Let the age of progress begin: at the beginning of the 20th century, the speed, movement, stress, and challenge marking the European avant-garde art movements merge into a decorative style that combines the modern world of machines and historical artisanal manners. That’s the Art Deco, which spread in the 1920s and 1930s in all the applied arts, also embracing the world of textiles.
The main features of Art Deco
The Art Nouveau movement, with its flowers and stylized and twisting figures, couldn’t convey the speed and power of machines and industry that fascinated artists at that time. They needed a more avant-garde style, which could communicate an idea of movement, as well as of luxury, during an age of economic growth.
Thus Art Deco was born, combining many different and sometimes contradictory styles: Cubism, Neoclassicism, Abstract art, Futurism, Modernism, and “primitive” arts such as African, Aztec, Egyptian and Greek, of the geometric and archaic periods. It was inspired by all technological innovations, especially related to transport. The result is something of great elegance, clean forms, originality, and refinement.
Among its characteristics are curved wide lines, geometries, simplifications and symbolism, and contrasting colors. Luxury is expressed in the choice of the most expensive materials and finest craftsmanship such as ebony wood furniture with exquisite ivory inlays, or handmade silk velvets.
From Paris, it spreads all over the world at the beginning of the 20th century and, in the United States, where it arrives a little later, it expresses some of its greatest examples, especially in architecture.
One of the iconic buildings of this style is the Madison Belmont Building, on Madison Avenue in New York, designed in 1925 by the architect Whitney Warren, who had studied in France.
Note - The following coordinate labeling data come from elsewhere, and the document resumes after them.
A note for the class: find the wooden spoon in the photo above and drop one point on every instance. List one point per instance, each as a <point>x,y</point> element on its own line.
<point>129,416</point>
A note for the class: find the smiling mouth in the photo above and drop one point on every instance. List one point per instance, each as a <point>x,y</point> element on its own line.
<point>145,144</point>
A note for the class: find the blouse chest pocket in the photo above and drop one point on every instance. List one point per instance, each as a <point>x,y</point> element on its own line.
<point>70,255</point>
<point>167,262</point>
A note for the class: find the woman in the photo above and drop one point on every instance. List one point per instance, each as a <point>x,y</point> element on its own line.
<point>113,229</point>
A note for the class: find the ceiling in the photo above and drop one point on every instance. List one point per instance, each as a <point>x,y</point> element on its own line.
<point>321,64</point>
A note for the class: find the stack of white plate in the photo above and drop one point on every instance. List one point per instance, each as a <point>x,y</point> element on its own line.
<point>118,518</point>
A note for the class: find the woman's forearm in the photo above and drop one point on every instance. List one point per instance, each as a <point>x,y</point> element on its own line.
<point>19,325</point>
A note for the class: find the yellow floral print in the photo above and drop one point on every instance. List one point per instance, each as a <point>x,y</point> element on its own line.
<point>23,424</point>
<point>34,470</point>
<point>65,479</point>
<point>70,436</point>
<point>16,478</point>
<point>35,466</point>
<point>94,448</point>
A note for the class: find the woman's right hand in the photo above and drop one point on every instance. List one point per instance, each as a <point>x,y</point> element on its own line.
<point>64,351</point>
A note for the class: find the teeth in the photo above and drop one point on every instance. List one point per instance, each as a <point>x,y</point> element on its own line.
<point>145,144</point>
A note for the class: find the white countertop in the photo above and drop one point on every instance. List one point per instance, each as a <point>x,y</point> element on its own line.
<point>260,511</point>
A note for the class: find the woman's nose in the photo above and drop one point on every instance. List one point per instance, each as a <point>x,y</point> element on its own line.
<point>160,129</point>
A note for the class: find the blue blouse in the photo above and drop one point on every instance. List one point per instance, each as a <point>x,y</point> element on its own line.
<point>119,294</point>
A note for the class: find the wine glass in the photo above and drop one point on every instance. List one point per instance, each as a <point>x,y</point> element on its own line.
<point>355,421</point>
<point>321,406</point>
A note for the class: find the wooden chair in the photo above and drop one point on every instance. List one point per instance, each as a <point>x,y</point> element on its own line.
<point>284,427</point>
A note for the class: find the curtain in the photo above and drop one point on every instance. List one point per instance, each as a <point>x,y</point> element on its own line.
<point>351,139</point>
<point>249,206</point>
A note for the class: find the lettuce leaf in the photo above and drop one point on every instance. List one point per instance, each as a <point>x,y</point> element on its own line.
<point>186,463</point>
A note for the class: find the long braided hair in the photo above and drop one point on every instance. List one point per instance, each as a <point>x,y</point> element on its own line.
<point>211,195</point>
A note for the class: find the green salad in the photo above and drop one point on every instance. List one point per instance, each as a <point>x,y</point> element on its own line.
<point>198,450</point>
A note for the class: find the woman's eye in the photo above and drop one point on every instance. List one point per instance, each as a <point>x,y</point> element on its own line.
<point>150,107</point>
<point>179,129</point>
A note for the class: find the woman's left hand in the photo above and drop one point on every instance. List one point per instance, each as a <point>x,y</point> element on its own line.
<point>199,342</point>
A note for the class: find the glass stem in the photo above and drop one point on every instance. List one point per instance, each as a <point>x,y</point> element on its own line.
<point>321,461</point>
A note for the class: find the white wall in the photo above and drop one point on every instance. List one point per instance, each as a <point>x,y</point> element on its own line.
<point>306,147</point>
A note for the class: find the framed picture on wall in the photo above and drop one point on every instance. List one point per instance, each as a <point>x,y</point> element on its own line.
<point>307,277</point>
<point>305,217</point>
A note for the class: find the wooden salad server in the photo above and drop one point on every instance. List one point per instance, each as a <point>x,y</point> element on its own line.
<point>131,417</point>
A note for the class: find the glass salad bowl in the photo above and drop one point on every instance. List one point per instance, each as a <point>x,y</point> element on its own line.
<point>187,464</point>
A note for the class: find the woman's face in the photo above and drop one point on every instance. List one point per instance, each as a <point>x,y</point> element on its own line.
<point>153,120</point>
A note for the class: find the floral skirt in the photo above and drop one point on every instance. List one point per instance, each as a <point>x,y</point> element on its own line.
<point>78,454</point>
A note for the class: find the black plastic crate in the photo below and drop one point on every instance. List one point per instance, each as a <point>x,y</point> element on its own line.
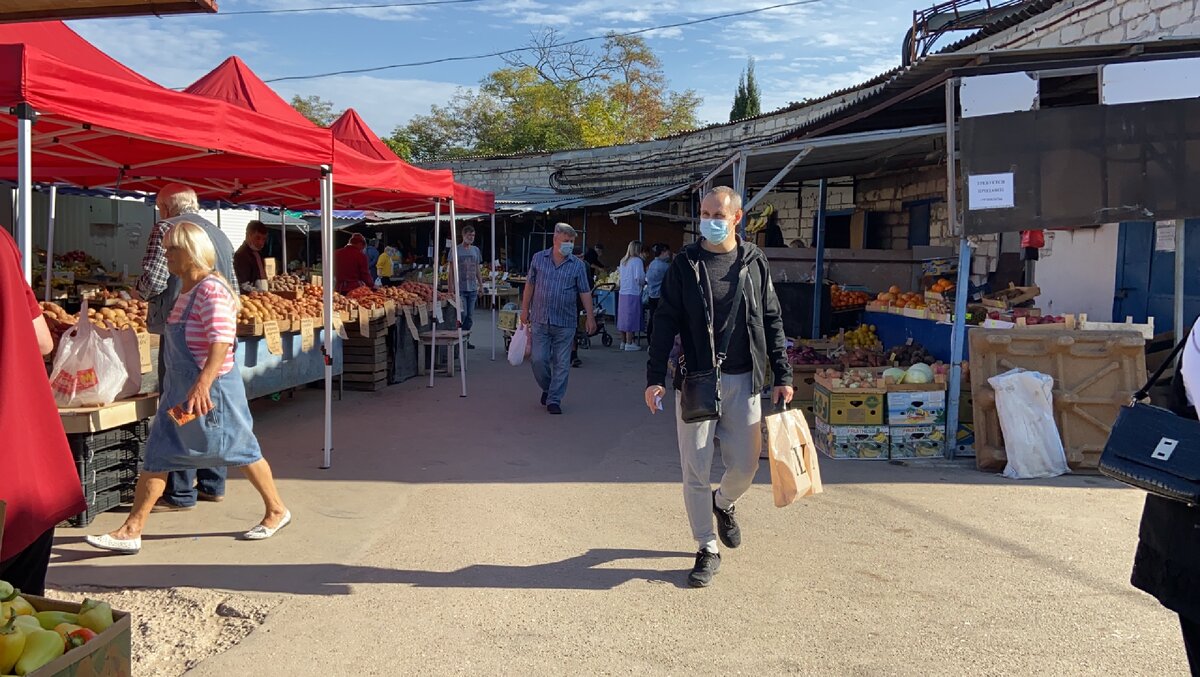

The seat of the old showroom and offices of the Cheney Silk Company, it boasts a splendid Art-Deco styled entrance.
The façade of the Madison Belmont Building
Art Deco patterns for luxury interior fabrics
And it was the portal of the Madison Belmont Building that inspired, with its clean, modern lines and dynamic spirals of stylized fountains, the Walls soprarizzo velvet and Walls lampas. Metallic yarns enrich these fabrics with shining gleams and opulence so dear to Art Deco.
Geometric elements are a recurring decoration, much loved by artists such as Eugène Grasset who stated that various simple geometric shapes like triangles and squares are the basis of all compositional arrangements. A perfect example of this principle is the Mir soprarizzo velvet. Among favorite motifs, there are the zig-zag ones, which suggest the idea of movement, such as the Zig Zag Velvet.
Egyptian art, in vogue at the beginning of the 20th century thanks to important archaeological discoveries, influences the Art Deco decorative motifs. The elegant stylized palm leaves of the Palmyra velvet are an example.
Like Art Nouveau, Art Deco is characterized by the presence of curved lines but quite wide rather than sinuous. They are often broken and combined with oblique straight lines to reinforce the idea of movement. And following this trend, Swedish architect Carl G. Bergsten designed the velvet to cover the walls of the stalls and galleries in Gothenburg’s City Theatre between 1932 and 1934. It’s the motif that still characterizes the Déco soprarizzo velvet and the Goteborg heddle velvet.
Cities, with their modern buildings and means of transportation, also become a source of inspiration for Art Deco motifs. They are futuristic metropolises, in which skyscrapers are the protagonists, just as in the Metropolis soprarizzo velvet which shows, in a stylized and abstract key, the cities of the future designed by the Bauhaus architects.
Metropolis soprarizzo velvet
Thanks to simple lines, primary colors, geometrical and simplified shapes and precious shiny details, Art Deco fabrics are still extremely contemporary and can add a modern but refined touch to any room.